The Black Canyon of the Gunnison is one of America’s least known and most inscrutable national parks. Rocky, high-angle landscape both repels casual visitors and conceals the canyon’s secrets. The park, tucked into sage-and-piñon foothills in central Colorado, encompasses the most dramatic 14-mile stretch of a 53-mile gorge carved by the Gunnison River, which delivers snowmelt from the Rockies to the Colorado River.
Most who pay the gate fee come for the South Rim view, which is breathtaking, but not in the way the Grand Canyon wows with mass-market spectacle–CinemaScope wide, flaring off in postcard colors. In comparison, Black Canyon is a study in subtlety, a dark, deeply textured work of art. At its pinch point, the canyon V’s into a notch slimmer than the width of a basketball court. The Black lies almost entirely hidden until you step to the edge, peer over the side, and then–holy crap!–get a taste of what a half-mile drop, straight vertical, really means. Grip that guardrail, grandpa.
For most visitors, the experience ends there: Snap the photo, hit the gift shop, and into the car, everybody! That’s fine. Because it leaves the real treasure–going below the rim–to the rest of us. Rangers recorded less than 1,500 overnight backcountry travelers in all of 2008.
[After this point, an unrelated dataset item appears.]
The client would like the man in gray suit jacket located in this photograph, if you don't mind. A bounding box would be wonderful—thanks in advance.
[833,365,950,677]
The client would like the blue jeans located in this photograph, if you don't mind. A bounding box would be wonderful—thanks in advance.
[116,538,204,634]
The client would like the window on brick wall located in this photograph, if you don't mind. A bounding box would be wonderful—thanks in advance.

The inner canyon has a reputation for offering its visitors a kind of exquisite punishment. Rock climbers test themselves on the 2,270-foot Painted Wall. World-class kayakers take on the river’s class 5 rapids–and a nasty mile-long portage. Fly-fishermen scramble down loose talus slopes peppered with poison ivy for a chance to wrestle with the Gunnison’s legendary brown and rainbow trout.
I was drawn to the Black Canyon by its mystery, its hard reputation, its legal battles, and its fleeting moments of glory. As a wilderness lover, I was tempted by the Black’s inaccessibility. The inner canyon offers some of the toughest hiking of any national park. The few routes down are short and steep, and so sketchy that the Park Service, by policy, refuses to call them trails. One path contains a pitch so precipitous that hikers pull themselves up with a heavy iron chain–the old-school version of a fixed rope.
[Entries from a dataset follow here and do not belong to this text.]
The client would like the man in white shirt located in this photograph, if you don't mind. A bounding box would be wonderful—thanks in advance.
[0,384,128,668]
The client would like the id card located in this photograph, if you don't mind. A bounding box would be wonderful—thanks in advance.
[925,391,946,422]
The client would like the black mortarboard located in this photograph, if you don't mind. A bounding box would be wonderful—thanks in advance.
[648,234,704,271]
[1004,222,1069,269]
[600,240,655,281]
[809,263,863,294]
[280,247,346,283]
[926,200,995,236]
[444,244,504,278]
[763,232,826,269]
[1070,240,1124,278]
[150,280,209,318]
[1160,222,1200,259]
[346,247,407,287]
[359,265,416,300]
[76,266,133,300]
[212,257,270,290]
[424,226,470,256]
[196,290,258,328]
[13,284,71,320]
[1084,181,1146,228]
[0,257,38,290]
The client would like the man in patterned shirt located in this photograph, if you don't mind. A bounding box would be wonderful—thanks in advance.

As a journalist who’s covered water wars in the West, I was also drawn by the dramatic battle being fought over the water that runs through the Black and sustains its ecosystem. For decades, farmers and fishermen (and other environmentalists) have argued for their crops and their catches–each side demanding control over the Gunny’s flow. Even as we entered the canyon, the power players were back at the table, ordered there by a judge after conservationists brought a successful lawsuit. I was happy to skip that bureaucratic wrangling and report instead from the banks of the river itself–the thing that’s really at stake. All the same, I wanted to understand the underlying tension, so I boned up on Black Canyon history before the trip and invited Fritz Holleman, a leading Colorado water lawyer who also happens to be a good friend, able climber, and fly-fishing fanatic.
We hoped to enter via Red Rock Canyon, a route on the western edge of the park that remains unmarked on most maps. Reaching the trailhead involves crossing private ranchland, and the Park Service has an agreement with the owner to allow limited access from mid-May to early October. The Red Rock route is like a hip underground club: Few know it exists, but it’s so hot and exclusive that there’s always a crowd outside the velvet rope. The park holds a lottery for permits. (One hundred hikers are allowed per month; no reservations are required for the other inner canyon routes.)
We tossed our names into the hat and waited. In March 2008, we got the call. "They pulled our number!" I told Fritz. The dates were in late spring, Memorial Day weekend. On one of the year’s busiest holidays, and near the height of spring runoff, we’d have miles of the Black Canyon to ourselves.
"I’ll keep an eye on the water level," I told Fritz.